Peer-reviewed veterinary case report
Extracellular vesicles engineered to directly target encephalomyocarditis virus ameliorates multi-organ viremia in a lethal infection model.
- Journal:
- Veterinary microbiology
- Year:
- 2025
- Authors:
- Yue, Jiayu et al.
- Affiliation:
- Northwest Minzu University · China
- Species:
- rodent
Abstract
The outbreak and prevalence of encephalomyocarditis virus (EMCV) causes significant global mortality and morbidity to the pig industry.
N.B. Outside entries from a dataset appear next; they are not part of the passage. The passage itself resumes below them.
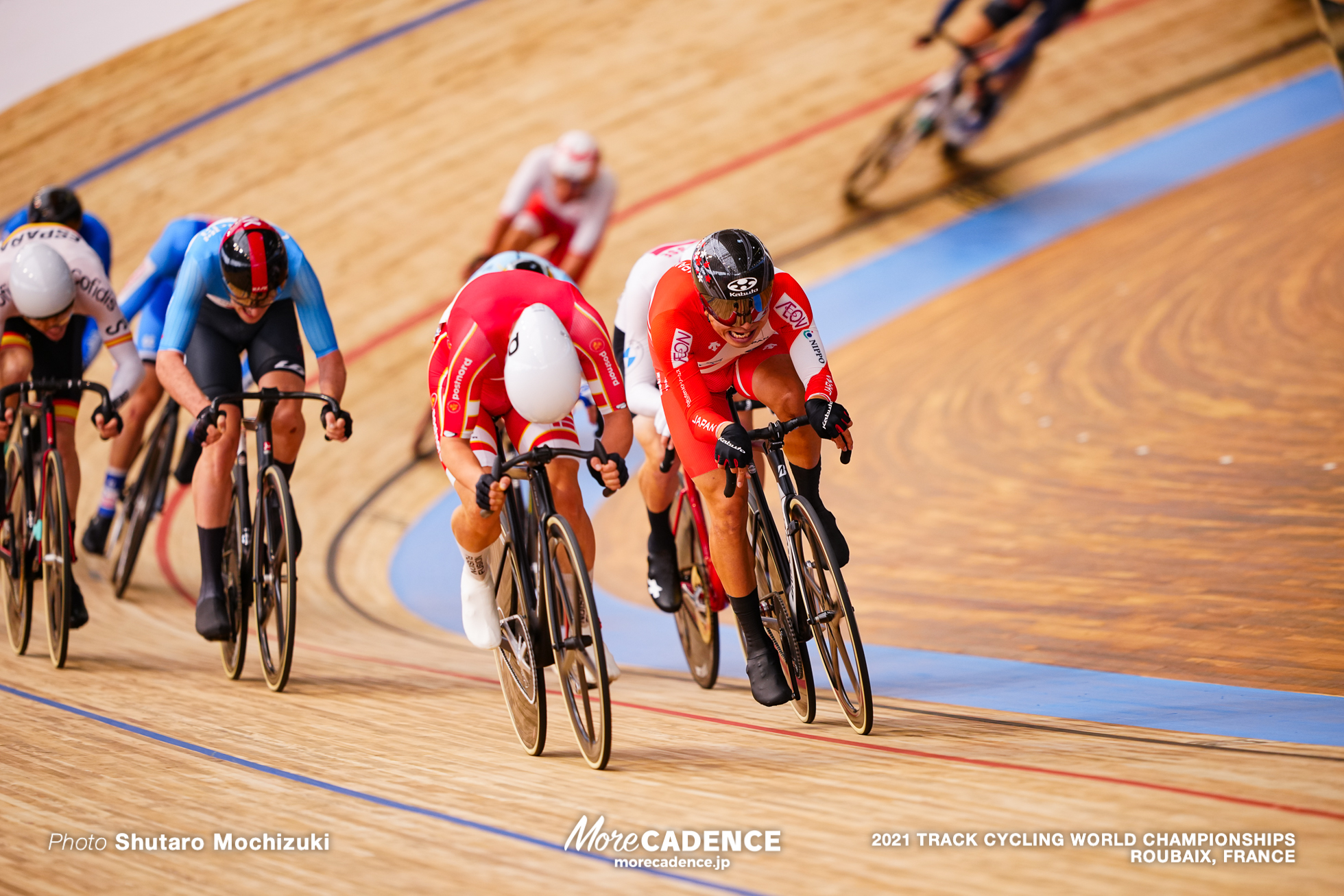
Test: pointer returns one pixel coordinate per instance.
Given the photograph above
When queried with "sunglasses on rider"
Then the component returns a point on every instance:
(730, 311)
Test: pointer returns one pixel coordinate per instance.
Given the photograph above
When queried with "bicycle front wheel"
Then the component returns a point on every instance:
(274, 546)
(15, 554)
(238, 586)
(577, 640)
(57, 577)
(520, 675)
(697, 622)
(831, 616)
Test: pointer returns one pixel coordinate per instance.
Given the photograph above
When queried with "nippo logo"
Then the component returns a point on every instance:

Though the current and most effective approach to control EMCV outbreak are done through inactivated vaccines, we have yet to see an effective antiviral agent that directly targets EMCV. Here, we present a molecular therapy consisting of extracellular vesicles (EVs) decorated with EMCV-specific single-chain variable fragment (scFv), engineered on the external loop of the EVS transmembrane domain CD63. These EMCV-scFv enriched EVs directly neutralizes infectious EMCV, thereby inhibiting viral proliferation in vitro. Importantly, we demonstrate that systemic delivery of these EVs reduced multi-organ viremia and clinically rescued EMCV infected mice in vivo. This is the first demonstration of the use of direct acting molecularly engineered EVs to target EMCV infection.